If you keep pulling on the quarks, you might expect the gluons to eventually "break". But this doesn't happen, because the gluons act on each other. If there were ever a break, more gluons would join in, tugging the break back together. Eventually, you end up with so much energy density in all these gluons that they start forming new quarks and other particles. These new particles will bind with your quarks and each other to form color-neutral particles.
So I spoke a little imprecisely. Gluons, being massless, have infinite range. But you won't ever see the strong force acting over any large distance because anytime you try to get color-charged particles far enough apart, you'll end up making more particles.
Gravitation does not technically interact with light either, but rather bends the spacetime the light travels through. So question is, what makes gravitons different?
I'm a physicist, but in a different field, but my (possibly incorrect) impression is what a quantized particle is is a bit mysterious when the field is strong, for example, with lensing.
Best example: the Hydrogen atom is supposedly quantum, but if it is quantum, where are the photons? the q^2/r potential is a mean field that one finds from classical electrodynamics, it isn't formed by the summation of photons. [Another mental poker, photons are momentum eigenstates, so how can potential be described in position space? You'd need to sum up an infinite number of them! (For EM students, recall how to represent 1/r in spherical harmonics or in terms of sines and cosines)]
What happens, as I understand it, is with strong fields, one tends to use a semi-classical description because in the strong field limit, one deals with many photons, which should approach the classical limit.
Basically, quanta are like "pertubations" of the fields from their "free" solutions, as they are in GR (linearization of the GR field eqns) and as they are in EM. Free essentially means in the absence of sources, like charges, or masses for GR. So trying to explain general phenomena in terms of "pertubations", which are basically the solutions for "free" fields, is not always fair.
One doesn't always face this in high energy physics because in HEP, most of the incoming and outgoing states in a problem are these "free" solutions. For example when doing scattering off a hydrogen atom, the incoming states are "free" (a free nuclei, a free electron), so one can use photons for that phenomena, and one finds that the scattering is like scattering against a (mean) 1/r potential.

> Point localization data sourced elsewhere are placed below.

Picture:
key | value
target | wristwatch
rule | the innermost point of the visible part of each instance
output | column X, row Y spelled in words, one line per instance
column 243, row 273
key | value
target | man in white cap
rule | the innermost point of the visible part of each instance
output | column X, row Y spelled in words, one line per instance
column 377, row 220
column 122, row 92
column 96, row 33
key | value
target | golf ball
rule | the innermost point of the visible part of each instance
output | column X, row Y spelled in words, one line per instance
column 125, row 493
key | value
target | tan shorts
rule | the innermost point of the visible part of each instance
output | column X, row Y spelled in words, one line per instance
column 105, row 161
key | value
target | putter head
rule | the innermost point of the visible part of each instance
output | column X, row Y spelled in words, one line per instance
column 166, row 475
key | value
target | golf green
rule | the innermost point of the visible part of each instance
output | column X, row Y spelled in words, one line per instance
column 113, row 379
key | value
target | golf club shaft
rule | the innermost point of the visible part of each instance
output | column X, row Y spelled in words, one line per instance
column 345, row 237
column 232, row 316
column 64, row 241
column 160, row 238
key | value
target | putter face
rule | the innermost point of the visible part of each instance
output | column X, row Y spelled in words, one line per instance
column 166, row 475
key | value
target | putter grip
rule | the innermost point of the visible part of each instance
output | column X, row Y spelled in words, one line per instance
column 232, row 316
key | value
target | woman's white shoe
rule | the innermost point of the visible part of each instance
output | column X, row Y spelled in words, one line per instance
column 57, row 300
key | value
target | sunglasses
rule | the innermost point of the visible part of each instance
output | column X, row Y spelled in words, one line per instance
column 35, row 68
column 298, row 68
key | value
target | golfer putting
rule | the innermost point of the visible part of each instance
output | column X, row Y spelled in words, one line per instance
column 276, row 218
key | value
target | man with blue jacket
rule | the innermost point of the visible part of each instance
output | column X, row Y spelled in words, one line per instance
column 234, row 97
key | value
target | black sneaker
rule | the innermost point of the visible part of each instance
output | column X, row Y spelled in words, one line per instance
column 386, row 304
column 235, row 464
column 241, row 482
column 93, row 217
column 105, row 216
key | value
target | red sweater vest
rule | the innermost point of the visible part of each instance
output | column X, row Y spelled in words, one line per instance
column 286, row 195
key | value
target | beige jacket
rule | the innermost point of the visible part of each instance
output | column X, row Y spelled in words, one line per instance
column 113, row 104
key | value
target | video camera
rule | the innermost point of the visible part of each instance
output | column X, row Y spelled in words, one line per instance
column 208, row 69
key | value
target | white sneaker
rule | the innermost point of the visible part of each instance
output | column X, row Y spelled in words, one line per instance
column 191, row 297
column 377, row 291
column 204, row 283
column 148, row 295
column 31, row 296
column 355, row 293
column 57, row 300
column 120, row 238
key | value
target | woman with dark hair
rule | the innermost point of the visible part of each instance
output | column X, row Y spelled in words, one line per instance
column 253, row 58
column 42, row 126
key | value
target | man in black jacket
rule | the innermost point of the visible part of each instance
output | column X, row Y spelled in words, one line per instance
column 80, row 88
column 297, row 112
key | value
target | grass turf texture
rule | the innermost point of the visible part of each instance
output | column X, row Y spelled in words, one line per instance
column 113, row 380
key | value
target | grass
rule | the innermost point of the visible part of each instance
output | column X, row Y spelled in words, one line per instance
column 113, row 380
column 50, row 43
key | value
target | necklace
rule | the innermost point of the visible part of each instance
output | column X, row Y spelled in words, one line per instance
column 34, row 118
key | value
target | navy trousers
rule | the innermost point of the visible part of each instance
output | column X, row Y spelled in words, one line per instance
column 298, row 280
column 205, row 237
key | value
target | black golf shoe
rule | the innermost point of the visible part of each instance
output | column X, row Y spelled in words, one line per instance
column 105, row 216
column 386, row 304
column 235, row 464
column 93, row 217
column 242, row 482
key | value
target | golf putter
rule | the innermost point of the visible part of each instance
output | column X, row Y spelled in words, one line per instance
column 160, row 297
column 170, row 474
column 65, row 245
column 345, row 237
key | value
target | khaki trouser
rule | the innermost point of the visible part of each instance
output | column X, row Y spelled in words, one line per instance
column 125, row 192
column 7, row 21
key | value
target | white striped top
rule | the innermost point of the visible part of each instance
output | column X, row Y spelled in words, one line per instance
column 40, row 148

But in the case where the strong fields don't turn off, like when you are bound to a Hydrogen atom, or when considering nucleons in nuclei in the low energy limit, one turns away from the pertubative, photon/gluon model and either solving the problem numerically or treats the fields as semi-classical, as with the Hydrogen atom. For my field of laser-plasma physics, this shows up in the so-called "Volker-state", rather than treating the strong laser field as a sum of innumerable (ie., not-simulatable) photons, one treats the Laser field as a semi-classical background for the quantum guys (electrons, ions).
I think lensing is like strong static fields in EM. One wouldn't really think of them in terms of quanta of the field.
Imho whatever is carrying gravity between masses cannot itself have a mass.